[0011] The present invention involves the fabrication and use of biocompatible materials (synthetic, natural, or a combination of both) to replace at least a portion of the natural
intervertebral disc. The implantable materials preferably are operative in three stages, which can have different functions and
modes of action. The first stage facilitates
percutaneous delivery into the intervertebral disc; the second stage provides mechanical and material properties that mimic substantially those of the natural disc or portion thereof that it is replacing; and the third stage enables
drug delivery to and regeneration of cells within the remaining portion of the disc. After implantation into the disc void in the first stage, the material is transitioned into its second stage. The second stage includes filling the disc void, and also includes creating an environment that acts as a load-bearing frame structure while being conducive to promoting disc
cell regeneration and
tissue ingrowth by providing mechanical and material properties that mimic closely those of the natural disc or portion thereof that the material is replacing. In the third stage, one or more
cell binding agents, growth factors, and / or drugs interact with the remaining portion of the disc to support
tissue ingrowth and to achieve a probability of biological mimicking higher than that achieved by the second stage.

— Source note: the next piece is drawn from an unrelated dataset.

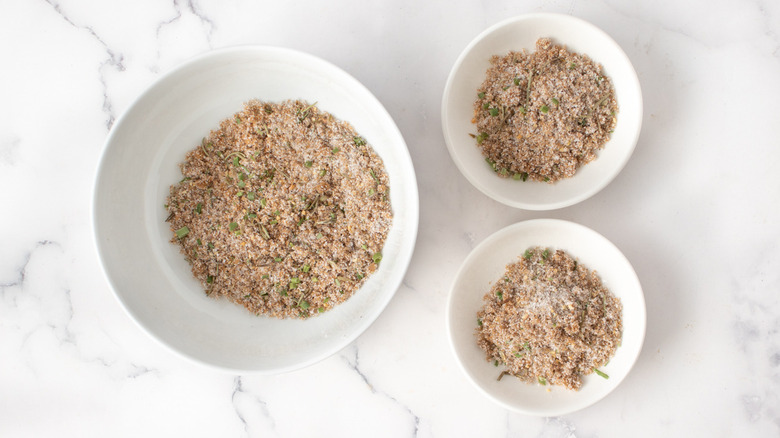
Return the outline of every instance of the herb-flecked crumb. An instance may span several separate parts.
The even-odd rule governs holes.
[[[614,355],[622,336],[622,305],[563,250],[533,247],[484,296],[477,313],[477,344],[499,377],[577,390],[582,376]],[[506,281],[508,279],[509,281]]]
[[[537,40],[533,53],[495,55],[490,64],[472,121],[476,144],[499,177],[554,183],[596,159],[618,111],[599,64],[548,38]]]
[[[307,318],[378,269],[393,219],[384,164],[316,103],[250,101],[180,168],[167,200],[171,241],[209,296]]]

[0012] The nucleus of a herniated spinal disc is extruded and is displaced from its
normal position within the boundaries of its outer
fibrous tissue, the annulus. Herniation puts pressure on a portion of the
spinal cord and on the corresponding nerves and results in considerable pain. In an embodiment of the present invention, a
biocompatible material is injected percutaneously into the defective region and acts as a substitute for the extruded nucleus, so as to prevent further degeneration of the nucleus.
[0015] The present invention is particularly suitable for replacing a portion of the intervertebral disc nucleus. In comparison to
total disc replacement, an injectable disc nucleus has numerous advantages. Since only the nucleus is being replaced, the procedure is considerably
less invasive, easier to approach and perform, and easier to revise in the event that additional
surgery becomes necessary. The risk of permanent
nerve injury is lower and no fixation components are required since the
implant is not designed to be affixed to the vertebrae. Further, by replacing only the nucleus, this treatment method could potentially enable the reestablishment of the biomechanical properties of the diseased or degenerative disc while preserving the functions of the remaining disc tissues (i.e., the disc annulus and vertebral endplates). This is desirable for numerous reasons, most notably in preventing or greatly postponing the
disc degeneration process that generally occurs from traditional
surgical methods. Other advantages include the maintenance of
range of motion and mechanical characteristics, restoration of natural
disc height and spinal alignment, and significant
pain reduction.
[0016] The use of polymers as the
implant material is advantageous over other contemplated materials for various reasons. Because the polymers are at least initially in a flowable or conformable state, they can fill any void of any size and shape. In turn, because the entirety of a void may be filled, the stresses on the
implant are ideally distributed resulting in a more stable disc. The implants may be further designed to have mechanical properties of a natural disc nucleus, including sharing a substantial portion of the disc's
compressive load and restoring the
normal load distribution while avoiding excessive wear on the endplate-implant interface.
[0017] The implant materials (whether used as a filler material and / or a casing material which contains or covers the filler material) of the present invention may include one or more polymers in any of the below-described forms (e.g., hydrogels, microgel particles, foam, cords, etc.) or may be a
polymer precursor (e.g., monomers, oligomers) which, upon reacting with
polymerization initiators or crosslinkers, form a
polymer. These implantable materials or equivalents thereof may be configured to have any material and / or mechanical properties to restore the disc
anatomy and function to its original state or as close to its original state as possible. For example, implants could be a mixture of biodegradable and non-biodegradable materials. More specifically, over time the biodegradable material could accelerate the encapsulation of appropriate cell lines that produce
extracellular matrix proteins such as collagen, while the non-biodegradable material would support mechanical loading of the disc until the ingrowth of tissue was sufficient to maintain the integrity of the disc. To this end, the
porosity of the implant can be selected to time the
biodegradation process accordingly as well as to facilitate the biological functions of the nucleus, including but not limited to fluid
diffusion, nutrients transport, and
metabolite removal through the disc.